CS 585/DS 503: Big Data Management

Department
Credits 3.0
Big Data Management deals with emerging applications in science and engineering disciplines that generate and collect data at unprecedented speed, scale, and complexity that need to be managed and analyzed efficiently. This course introduces the latest techniques and infrastructures developed for big data management including parallel and distributed database systems, map-reduce infrastructures, scalable platforms for complex data types, stream processing systems, and cloud-based computing. Query processing, optimization, access methods, storage layouts, and energy management techniques developed on these infrastructures will be covered. Students are expected to engage in hands-on projects using one or more of these technologies.
Prerequisites

A beginning course in databases at the level of CS 4432 or equivalent knowledge, and programming experience.
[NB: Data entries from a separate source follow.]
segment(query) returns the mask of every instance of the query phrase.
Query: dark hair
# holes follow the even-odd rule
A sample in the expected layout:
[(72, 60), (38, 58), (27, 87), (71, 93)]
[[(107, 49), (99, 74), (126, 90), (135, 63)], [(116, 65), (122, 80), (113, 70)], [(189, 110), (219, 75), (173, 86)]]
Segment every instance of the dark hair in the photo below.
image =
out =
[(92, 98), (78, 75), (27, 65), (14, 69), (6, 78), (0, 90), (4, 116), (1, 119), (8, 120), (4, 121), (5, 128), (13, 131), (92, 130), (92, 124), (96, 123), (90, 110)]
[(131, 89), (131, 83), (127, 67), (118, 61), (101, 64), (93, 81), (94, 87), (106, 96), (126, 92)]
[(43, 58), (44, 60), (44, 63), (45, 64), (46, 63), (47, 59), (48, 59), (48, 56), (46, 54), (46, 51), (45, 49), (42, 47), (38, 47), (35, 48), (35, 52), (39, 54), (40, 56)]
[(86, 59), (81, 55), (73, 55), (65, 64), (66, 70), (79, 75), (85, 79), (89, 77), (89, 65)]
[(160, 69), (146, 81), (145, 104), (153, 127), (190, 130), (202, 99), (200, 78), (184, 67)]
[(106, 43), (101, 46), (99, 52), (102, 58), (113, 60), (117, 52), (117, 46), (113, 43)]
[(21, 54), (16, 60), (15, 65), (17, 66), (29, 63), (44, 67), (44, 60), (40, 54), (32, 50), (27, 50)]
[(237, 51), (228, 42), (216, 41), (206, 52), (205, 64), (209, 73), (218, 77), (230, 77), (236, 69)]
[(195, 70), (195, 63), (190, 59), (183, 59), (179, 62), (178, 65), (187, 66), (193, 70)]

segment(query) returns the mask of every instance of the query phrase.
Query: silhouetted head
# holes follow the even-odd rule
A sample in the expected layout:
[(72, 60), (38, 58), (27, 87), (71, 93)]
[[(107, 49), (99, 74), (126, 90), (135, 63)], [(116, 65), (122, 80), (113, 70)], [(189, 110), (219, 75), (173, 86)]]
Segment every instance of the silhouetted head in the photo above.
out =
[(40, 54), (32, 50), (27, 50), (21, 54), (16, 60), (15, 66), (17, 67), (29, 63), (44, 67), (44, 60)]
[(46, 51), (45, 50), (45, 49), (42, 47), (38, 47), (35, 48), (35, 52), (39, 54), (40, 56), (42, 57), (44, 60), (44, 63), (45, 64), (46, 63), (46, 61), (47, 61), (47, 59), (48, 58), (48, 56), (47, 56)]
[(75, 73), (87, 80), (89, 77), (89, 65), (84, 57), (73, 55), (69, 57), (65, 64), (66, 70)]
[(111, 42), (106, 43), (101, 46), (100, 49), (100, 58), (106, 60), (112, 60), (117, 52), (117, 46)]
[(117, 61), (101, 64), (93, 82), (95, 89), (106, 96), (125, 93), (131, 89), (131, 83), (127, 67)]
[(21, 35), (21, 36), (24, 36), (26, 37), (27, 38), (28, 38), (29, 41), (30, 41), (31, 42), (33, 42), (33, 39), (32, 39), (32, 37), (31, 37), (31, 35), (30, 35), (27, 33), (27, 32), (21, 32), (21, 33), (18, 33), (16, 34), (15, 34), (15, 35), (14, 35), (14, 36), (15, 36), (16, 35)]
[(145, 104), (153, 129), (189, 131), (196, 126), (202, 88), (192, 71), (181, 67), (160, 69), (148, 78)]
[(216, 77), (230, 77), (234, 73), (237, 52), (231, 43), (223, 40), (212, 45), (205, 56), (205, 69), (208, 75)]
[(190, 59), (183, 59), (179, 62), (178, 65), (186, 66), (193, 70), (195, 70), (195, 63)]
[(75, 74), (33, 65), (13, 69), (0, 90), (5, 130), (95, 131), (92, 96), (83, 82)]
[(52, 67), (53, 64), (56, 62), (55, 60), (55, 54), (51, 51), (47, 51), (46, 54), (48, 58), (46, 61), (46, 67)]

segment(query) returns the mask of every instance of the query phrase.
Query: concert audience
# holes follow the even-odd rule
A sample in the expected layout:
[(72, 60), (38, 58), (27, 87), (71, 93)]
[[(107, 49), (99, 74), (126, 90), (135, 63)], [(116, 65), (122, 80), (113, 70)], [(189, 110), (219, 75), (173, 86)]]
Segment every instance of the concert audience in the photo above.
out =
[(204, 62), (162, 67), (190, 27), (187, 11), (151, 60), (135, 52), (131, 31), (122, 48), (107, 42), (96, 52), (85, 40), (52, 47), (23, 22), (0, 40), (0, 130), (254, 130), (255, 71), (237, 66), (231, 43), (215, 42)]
CS 586/DS 504: Big Data Analytics

Department
Credits 3.0
Big Data Analytics addresses the obstacle that innovation and discoveries are no longer hindered by the ability to collect data, but by the ability to summarize, analyze, and discover knowledge from the collected data in a scalable fashion. This course covers computational techniques and algorithms for analyzing and mining patterns in large-scale datasets. Techniques studied address data analysis issues related to data volume (scalable and distributed analysis), data velocity (high-speed data streams), data variety (complex, heterogeneous, or unstructured data), and data veracity (data uncertainty). Techniques include mining and machine learning techniques for complex data types, and scale-up and scale-out strategies that leverage big data infrastructures. Real-world applications using these techniques, for instance social media analysis and scientific data mining, are selectively discussed. Students are expected to engage in hands-on projects using one or more of these technologies.
Prerequisites

A beginning course in databases and a beginning course in data mining, or equivalent knowledge, and programming experience.
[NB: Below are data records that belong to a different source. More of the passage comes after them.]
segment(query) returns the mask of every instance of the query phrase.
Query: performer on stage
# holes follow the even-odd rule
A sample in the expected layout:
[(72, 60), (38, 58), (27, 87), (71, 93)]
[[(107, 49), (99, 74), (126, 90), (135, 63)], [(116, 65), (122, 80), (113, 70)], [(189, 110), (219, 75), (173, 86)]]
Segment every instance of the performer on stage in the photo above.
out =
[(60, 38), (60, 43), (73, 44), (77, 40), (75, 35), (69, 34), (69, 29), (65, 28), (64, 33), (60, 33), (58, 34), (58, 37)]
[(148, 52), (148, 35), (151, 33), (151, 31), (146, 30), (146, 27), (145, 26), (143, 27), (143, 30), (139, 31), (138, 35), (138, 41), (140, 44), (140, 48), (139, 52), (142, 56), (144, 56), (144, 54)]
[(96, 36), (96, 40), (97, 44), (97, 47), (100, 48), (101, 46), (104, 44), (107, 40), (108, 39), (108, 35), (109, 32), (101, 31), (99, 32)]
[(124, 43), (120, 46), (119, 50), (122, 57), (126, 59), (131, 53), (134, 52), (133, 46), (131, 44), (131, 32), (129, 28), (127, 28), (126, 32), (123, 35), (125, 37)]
CS 587/ECE 588: Cyber Security Capstone Experience

To reduce cyber security theory to practice, the capstone project has students apply security concepts to real-world problems. The capstone represents a substantial evaluation of the student’s cyber security experience. Students are encouraged to select projects with practical experience relevant to their career goals and personal development. In the capstone, students will propose a project idea in writing with concrete milestones, receive feedback, and pursue the proposal objectives. Since cyber security is a collaborative discipline, students are encouraged to work in teams.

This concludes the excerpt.